İşletmecilik tarihi alanı başta iş sistemlerinin tarihsel evrimi olmak üzere, girişimciler, firmalar ve onların siyasi, sosyal ve ekonomik çevreleriyle olan etkileşimlerinin seyri ile ilgilenmektedir (Amatori ve Jones, 2003). Öte yandan bağlama ilişkin farkların, disipliner bakış açılarının getirdiği yaklaşımların ve metodolojik çoğulculuğun da etkisiyle işletmecilik tarihi alanında tek bir anaakım üretme biçiminin olduğunu söylemek de zordur.
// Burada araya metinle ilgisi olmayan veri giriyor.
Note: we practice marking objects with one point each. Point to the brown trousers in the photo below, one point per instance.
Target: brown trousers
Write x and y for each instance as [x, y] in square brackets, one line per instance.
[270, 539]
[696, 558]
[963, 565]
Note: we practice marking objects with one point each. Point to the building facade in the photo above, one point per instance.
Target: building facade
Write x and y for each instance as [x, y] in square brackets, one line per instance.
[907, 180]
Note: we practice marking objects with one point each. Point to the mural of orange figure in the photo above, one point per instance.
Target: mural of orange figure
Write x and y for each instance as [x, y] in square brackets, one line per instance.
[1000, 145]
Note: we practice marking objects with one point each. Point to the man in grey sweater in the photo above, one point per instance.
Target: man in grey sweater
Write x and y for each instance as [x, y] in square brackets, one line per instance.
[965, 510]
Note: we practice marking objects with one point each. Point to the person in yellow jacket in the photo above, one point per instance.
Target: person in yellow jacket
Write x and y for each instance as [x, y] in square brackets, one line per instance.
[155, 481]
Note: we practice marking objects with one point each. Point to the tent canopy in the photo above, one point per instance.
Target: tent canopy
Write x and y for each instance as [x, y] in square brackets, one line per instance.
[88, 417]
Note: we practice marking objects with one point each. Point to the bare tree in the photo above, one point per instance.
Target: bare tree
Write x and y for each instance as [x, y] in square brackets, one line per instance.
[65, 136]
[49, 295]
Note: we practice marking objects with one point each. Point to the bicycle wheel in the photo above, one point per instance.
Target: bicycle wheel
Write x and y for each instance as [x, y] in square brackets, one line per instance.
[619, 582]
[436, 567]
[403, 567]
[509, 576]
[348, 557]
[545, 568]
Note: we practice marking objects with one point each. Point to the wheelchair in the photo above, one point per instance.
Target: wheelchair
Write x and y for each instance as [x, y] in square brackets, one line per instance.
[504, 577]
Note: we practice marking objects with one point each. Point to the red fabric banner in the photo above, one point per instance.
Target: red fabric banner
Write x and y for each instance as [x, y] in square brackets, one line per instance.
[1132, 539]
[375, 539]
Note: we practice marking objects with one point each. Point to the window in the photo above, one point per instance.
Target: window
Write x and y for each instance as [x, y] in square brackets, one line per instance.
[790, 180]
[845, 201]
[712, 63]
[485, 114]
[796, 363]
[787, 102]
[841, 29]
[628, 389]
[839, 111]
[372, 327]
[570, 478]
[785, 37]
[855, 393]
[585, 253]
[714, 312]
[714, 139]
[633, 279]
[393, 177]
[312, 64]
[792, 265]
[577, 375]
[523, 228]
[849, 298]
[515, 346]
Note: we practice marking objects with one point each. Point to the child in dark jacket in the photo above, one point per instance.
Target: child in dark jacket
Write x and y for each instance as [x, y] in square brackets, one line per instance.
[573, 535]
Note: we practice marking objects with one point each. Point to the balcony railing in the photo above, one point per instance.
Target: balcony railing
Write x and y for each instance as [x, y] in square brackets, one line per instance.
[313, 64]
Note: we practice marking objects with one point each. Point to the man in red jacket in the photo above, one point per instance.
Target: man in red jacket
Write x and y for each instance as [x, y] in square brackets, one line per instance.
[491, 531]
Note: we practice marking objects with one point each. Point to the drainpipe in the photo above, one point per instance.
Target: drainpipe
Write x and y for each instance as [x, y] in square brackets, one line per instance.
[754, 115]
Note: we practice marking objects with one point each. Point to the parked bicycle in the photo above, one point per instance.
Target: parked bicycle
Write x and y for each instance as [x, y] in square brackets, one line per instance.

Alanın kurucusu olan Harvard İşletme Okulu, dünyanın en büyük şirketlerinde üst düzey görev alacak yöneticilerin eğitimi misyonuyla hareket ettiğinden, işletmecilik tarihi araştırmalarına yön veren temel soru, tarihin bu eğitimi sağlayabilmek için nasıl kullanılabileceğidir (Cruikshank, 1987; Austin vd.,2017). Okulun 1927’de Grass’a bir kürsü kurma yetkisi vermesi ile başlayan alan araştırmalarında, Chandler’ın dönüştürücü bir etkisi olmuştur (Amatori ve Jones, 2003:13; Jones vd., 2012). Zira Chandler’ın (1962;1977; 1990) üç temel eseri, alanın gelişiminde ana akım denebilecek kurucu yaklaşımın inşasında temel rol oynamıştır. Farklı ülkelerde, sektör ve işletmelerin kültürel ve siyasi çevreleri ile olan etkileşiminde önemli ana farklılıkları tarihi arka planı dikkate alarak göstermesi bakımından bu çalışmalar öncü olmuştur.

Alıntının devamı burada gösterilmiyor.